Hülya Yıldırım: Çok ciddi konular. Yazıya bakıp, fidyeci öldürmez dediğinizde kendinizi nasıl hissediyorsunuz?

Zeynep Bornovalı: Kim olduğunu bilmediğim sürece mesele yok. Kim olduğunu bildiğim anda bir vatandaş olarak polise ihbar etmek zorundayım. Bir olayda fidye isteyen kişiyi ciddiye almamalarını, tehditlerinin hiçbir zaman gerçekleşmeyeceğini söyledim mesela 1.5 ay sonra fidyeci gelip özür dilemiş; tanıdıkları biriymiş zaten

Hülya Yıldırım: Kişilerin el yazısına bakarak başka neleri teşhis edebiliyorsunuz?

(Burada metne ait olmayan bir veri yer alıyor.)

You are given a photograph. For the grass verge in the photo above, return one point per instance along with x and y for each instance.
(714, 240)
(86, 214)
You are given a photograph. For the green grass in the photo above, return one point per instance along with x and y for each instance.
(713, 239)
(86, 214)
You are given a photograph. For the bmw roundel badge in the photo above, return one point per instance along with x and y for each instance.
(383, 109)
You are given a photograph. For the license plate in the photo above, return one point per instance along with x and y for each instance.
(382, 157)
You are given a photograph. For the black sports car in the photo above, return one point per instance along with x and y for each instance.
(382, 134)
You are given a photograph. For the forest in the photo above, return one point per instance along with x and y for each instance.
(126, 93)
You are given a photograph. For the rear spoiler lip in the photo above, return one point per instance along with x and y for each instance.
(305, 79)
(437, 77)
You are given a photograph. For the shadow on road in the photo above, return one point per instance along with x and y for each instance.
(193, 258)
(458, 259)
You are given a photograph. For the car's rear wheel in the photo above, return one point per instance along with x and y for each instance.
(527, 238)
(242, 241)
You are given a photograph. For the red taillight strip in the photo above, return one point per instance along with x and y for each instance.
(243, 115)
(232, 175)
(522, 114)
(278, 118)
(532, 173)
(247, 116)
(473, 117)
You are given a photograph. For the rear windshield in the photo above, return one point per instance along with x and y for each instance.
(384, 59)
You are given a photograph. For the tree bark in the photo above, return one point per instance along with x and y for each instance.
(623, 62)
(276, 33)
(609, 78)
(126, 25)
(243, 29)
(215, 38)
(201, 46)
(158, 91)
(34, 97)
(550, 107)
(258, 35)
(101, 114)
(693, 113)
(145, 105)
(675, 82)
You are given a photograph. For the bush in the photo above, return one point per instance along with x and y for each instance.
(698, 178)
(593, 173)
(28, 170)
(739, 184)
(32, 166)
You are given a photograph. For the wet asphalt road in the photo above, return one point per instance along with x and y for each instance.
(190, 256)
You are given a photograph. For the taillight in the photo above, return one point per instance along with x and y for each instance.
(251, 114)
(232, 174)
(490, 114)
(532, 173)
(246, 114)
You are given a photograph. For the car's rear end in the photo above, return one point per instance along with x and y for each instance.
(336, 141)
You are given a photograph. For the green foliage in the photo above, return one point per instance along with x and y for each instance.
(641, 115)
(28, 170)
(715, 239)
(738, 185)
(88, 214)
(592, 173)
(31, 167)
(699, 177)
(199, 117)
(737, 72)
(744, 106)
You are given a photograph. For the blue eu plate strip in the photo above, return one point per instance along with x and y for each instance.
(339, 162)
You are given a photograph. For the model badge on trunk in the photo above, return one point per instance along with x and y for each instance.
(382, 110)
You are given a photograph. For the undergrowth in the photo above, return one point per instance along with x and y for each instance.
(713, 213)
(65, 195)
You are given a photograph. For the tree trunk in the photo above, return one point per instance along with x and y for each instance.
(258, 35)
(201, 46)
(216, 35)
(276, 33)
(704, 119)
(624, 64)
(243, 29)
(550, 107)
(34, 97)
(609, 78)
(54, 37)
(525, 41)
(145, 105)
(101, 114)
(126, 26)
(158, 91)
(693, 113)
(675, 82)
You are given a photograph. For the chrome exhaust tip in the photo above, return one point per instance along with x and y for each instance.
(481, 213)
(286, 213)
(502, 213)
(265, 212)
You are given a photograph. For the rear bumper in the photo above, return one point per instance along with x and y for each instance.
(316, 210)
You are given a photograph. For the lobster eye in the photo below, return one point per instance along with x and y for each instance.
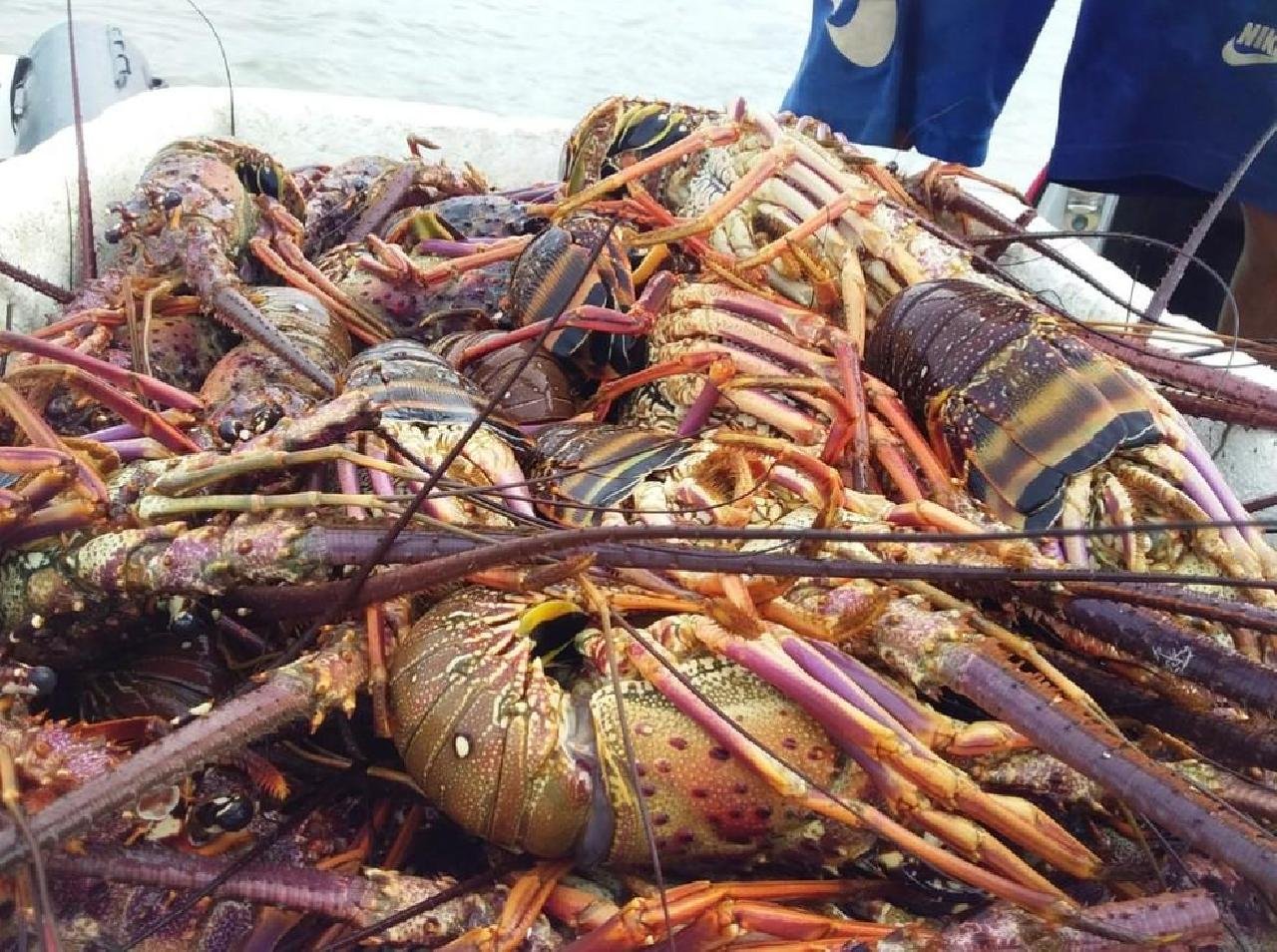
(230, 813)
(650, 133)
(186, 624)
(265, 418)
(259, 179)
(42, 679)
(228, 431)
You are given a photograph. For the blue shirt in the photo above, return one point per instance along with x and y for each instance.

Zeynep Bornovalı: Birçok kanser vakasını doktorlardan çok önce teşhis ettim mesela, hatta bir tanesini doktorlardan 8 yıl önce söyledim. Kanserini teşhis ettiklerim içinde kendileri de doktor olanlar vardı. Yine tıp konusunda eğitimli bir hanımın üç haftalık hamileliğini söyledim; kadın spiral kullanıyorsa o da görülür yazısından Yine yazısına bakarak kişinin şizofreni, paranoya gibi akıl hastalığı var mıdır; aşırı kıskanç, narsist, cinsel sapkın ya da eşcinsel olabilir mi; intihara yatkınlığı var mıdır; seri katil midir; evinde hayvan besler mi; hırsız ya da yalancı mıdır; uyuşturucu ya da alkol bağımlılığı var mıdır ya da bağımlılığa yatkın bir kişiliği var mıdır, ameliyat izi var mıdır; cömert mi, çapkın mı yoksa zeki biri midir, bütün bunları söyleyebilirim. Hatta IQ’sunu bire bir söylerim. Ayrıca, yine el yazısına bakarak kişinin hangi mesleğe yatkın olup olmadığını söylerim ki, bu konuda daha çok meslek seçme aşamasındaki gençler ve aileleri bana başvuruyor. Bir de çiftlerin yazılarını karşılaştırarak birbirlerine uygun olup olmadığını söylerim. Bir çifti, ‘Değil birlikte, dünyanın farklı uçlarında yaşamanız gerekir’ diyerek ayırmışlığım var. Gördüğümü söylüyorum tabii, kimsenin nabzına göre şerbet veremem.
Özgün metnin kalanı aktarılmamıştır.